Results and Methods:

The analysis of expression profiling data derived from human liver cancer cells after siRNA-mediated YAP inhibition revealed that SUZ12 and EZH2, members of the Polycomb Repressive Complex 2 (PRC2), were positively regulated by YAP. Silencing of YAP reduced transcript and protein levels of PRC2 core constituents (e.g. EZH2, SUZ12, EED, RBBP7) in different liver cancer cell lines. Functionally, siRNA mediated reduction of EZH2, the enzymatic subunit of PRC2, reduced the specific trimethylation of histone H3 at K27 (3meK27H3). We also observed reduced 3meK27H3 levels after siRNA-mediated YAP silencing and after administration of the EZH2 inhibitor Tazemetostat. Vice versa, the inducible overexpression of constitutively active YAPS127A in murine hepatocytes showed increased levels of PRC2 components (e.g. EZH1, EZH2, SUZ12, EED).

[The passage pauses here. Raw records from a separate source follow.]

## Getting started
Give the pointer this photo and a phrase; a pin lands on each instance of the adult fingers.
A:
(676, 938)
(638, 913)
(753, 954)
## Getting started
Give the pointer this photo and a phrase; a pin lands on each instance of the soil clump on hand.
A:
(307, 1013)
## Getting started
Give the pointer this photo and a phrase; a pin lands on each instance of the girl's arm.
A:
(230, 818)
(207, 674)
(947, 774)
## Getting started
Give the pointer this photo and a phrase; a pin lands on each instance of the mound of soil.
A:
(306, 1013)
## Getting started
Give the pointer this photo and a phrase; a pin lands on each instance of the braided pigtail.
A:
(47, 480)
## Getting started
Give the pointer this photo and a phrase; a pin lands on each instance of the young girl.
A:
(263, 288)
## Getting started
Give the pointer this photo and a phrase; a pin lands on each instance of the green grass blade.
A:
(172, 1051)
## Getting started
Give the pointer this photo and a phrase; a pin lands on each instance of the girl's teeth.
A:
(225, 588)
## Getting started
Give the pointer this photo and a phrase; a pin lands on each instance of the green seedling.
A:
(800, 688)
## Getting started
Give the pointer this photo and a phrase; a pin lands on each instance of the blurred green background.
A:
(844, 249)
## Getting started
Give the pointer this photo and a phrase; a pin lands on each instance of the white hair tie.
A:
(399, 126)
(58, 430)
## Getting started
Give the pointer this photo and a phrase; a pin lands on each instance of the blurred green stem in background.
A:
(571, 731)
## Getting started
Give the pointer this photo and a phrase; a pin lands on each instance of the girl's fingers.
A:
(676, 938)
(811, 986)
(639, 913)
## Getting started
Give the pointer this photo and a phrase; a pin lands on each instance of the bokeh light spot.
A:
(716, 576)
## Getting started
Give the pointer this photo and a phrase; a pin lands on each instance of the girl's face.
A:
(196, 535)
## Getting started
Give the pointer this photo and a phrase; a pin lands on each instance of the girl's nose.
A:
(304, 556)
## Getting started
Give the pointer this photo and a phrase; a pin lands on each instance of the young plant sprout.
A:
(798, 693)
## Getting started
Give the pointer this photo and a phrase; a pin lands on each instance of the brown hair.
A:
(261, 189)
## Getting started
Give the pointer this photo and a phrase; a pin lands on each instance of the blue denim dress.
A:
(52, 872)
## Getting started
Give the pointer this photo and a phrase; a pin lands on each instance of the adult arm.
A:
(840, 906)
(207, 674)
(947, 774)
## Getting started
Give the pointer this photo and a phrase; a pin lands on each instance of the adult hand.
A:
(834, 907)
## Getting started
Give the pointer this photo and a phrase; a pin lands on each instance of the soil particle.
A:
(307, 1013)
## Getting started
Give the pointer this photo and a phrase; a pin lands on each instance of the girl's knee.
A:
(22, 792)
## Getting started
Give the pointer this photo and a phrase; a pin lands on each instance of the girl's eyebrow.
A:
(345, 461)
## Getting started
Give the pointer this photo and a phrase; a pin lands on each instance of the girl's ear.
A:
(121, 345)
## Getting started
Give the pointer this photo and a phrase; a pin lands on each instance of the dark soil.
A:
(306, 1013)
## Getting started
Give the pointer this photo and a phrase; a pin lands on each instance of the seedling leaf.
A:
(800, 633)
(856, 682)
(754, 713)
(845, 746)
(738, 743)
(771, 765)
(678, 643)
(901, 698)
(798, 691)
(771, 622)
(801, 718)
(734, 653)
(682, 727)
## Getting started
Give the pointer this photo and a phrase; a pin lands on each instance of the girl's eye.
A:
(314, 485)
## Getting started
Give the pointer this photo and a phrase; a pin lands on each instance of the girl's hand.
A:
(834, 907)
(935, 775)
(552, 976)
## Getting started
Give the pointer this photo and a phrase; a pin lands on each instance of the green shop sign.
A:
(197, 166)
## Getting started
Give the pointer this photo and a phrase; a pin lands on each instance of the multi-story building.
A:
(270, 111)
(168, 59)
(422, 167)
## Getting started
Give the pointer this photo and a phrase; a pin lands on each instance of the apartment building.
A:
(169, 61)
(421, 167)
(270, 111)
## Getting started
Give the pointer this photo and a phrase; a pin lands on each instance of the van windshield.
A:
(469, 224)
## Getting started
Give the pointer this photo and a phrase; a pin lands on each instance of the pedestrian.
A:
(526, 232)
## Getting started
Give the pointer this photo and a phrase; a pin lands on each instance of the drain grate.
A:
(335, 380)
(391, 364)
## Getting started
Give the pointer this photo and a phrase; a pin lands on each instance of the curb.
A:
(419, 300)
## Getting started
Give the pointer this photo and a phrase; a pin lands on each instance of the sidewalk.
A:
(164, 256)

Expression data derived from 242 HCC patients showed significantly elevated mRNA levels of PRC2 components compared to adjacent non-tumorous tissues. Additionally elevated SUZ12 and EED transcript levels correlated with worse overall survival and early cancer recurrence in these patients [3]. Furthermore, immunohistochemical stains of tissue micro-arrays containing normal liver tissue and HCCs (n = 103) revealed a significant correlation between YAP overexpression and nuclear EZH2 and SUZ12 enrichment (e.g. YAP vs. EZH2; r = 0.4, p < 0.001).

Summary:

Our results suggest that the Hippo pathway effector YAP supports HCC development through epigenetic changes via induction of PRC2. Thus, inhibition of YAP (e.g. by Verteporfin) or perturbation of EZH2 activity (e.g. Tazemetostat) might represent novel therapeutic approaches for the treatment of HCC patients with YAP overexpression or PRC2 activation.

References:

[1] Tschaharganeh, D.F., et al., Gastroenterology, 2013.

[2] Weiler, S.M., et al., Gastroenterology, 2017.

[3] Roessler, S., et al., Cancer Res, 2010.